Can't think of any more, but I hope you get the idea.
In general, a queue is used to 'smooth' out publish rate versus consume rate, by buffering incoming requests that can't be handled immediately. A queue is usually backed by some sort of non-volatile storage (such as a database table). So the distinction is not so clear cut.
Use a database when you want to perform many searches against your 'queue', or provide rich reporting.
I recommend that you look at Gregor Hophe's book, Enterprise Integration Patterns, which explains many different patterns for messaging-based approaches.
We used JMS extensively at my last job where we were passing data around from machine to machine. In the end, we were both sending and storing the data at the same time; however, we stored far less data than we sent out. We had a lot of metadata surrounding the real values.
We used JMS as simply a messaging service and it worked very well for that. But, you don't want to use JMS to store your data as it has no persistence (aside from being able to log and replay the messages perhaps).
One of the main advantages that JMS gives you is the ability to send out your messages in the correct and appropriate order and ensure that everybody receives them in that order. This makes synchronization easy since the majority of the message handling is done for you.
My understanding is Twitter will be using both DB and JMS in conjunction.

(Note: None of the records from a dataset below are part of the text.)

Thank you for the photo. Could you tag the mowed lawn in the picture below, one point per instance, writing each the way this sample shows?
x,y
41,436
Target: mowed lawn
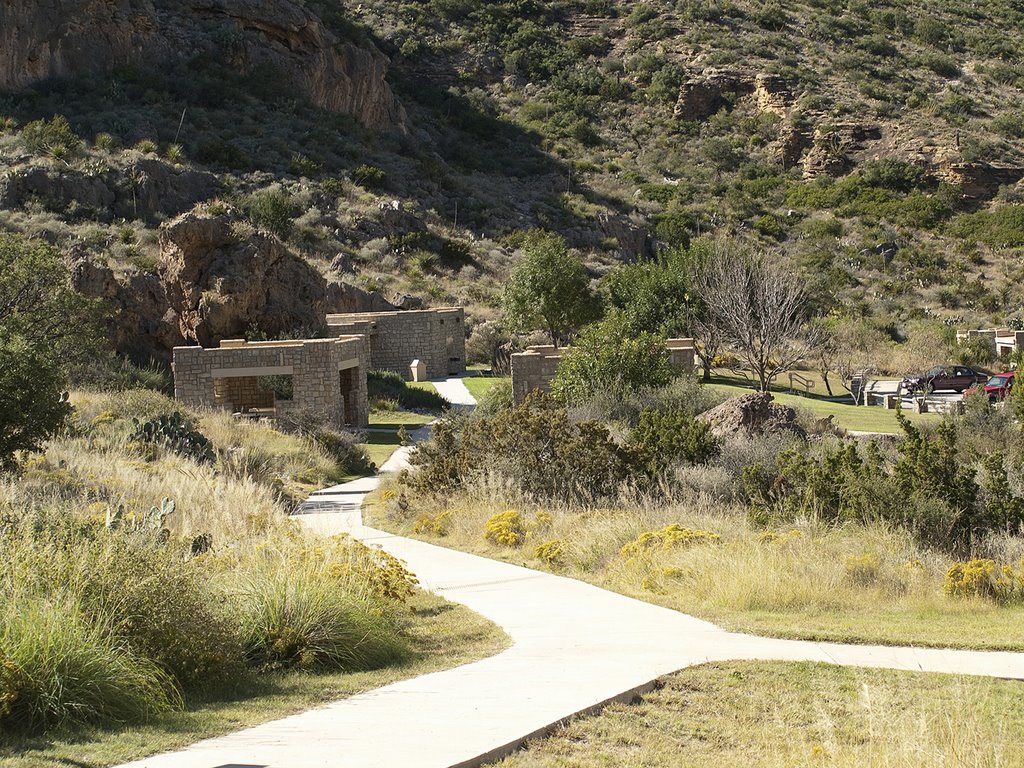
x,y
845,414
777,715
480,385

First when the tweets are written it will store it in the database and this is how it will display in the message board. However since this is a publisher/subscriber model when the tweets are published it will then be sent to the subscribers. So both the items will be used.
I think your twitter example is good. You want the database for long term data. There wouldn't be much point in putting the tweet in the message because it has to go in the database. However, if you were running a chat room then you could go ahead and put the message in the JMS queue because you're not storing it long term anywhere.
It's not that you can't put the tweet in the JMS it's that you need to put it in the database anyways.
I would use the queue whenever you can utilize a "fire-and-forget" pattern. In your Twitter example, I would use the queue to post the message from the client. The queue processor can then store it to the database when it gets to it.
If you require some sort of immediate success/failure status, then the message queue isn't for you.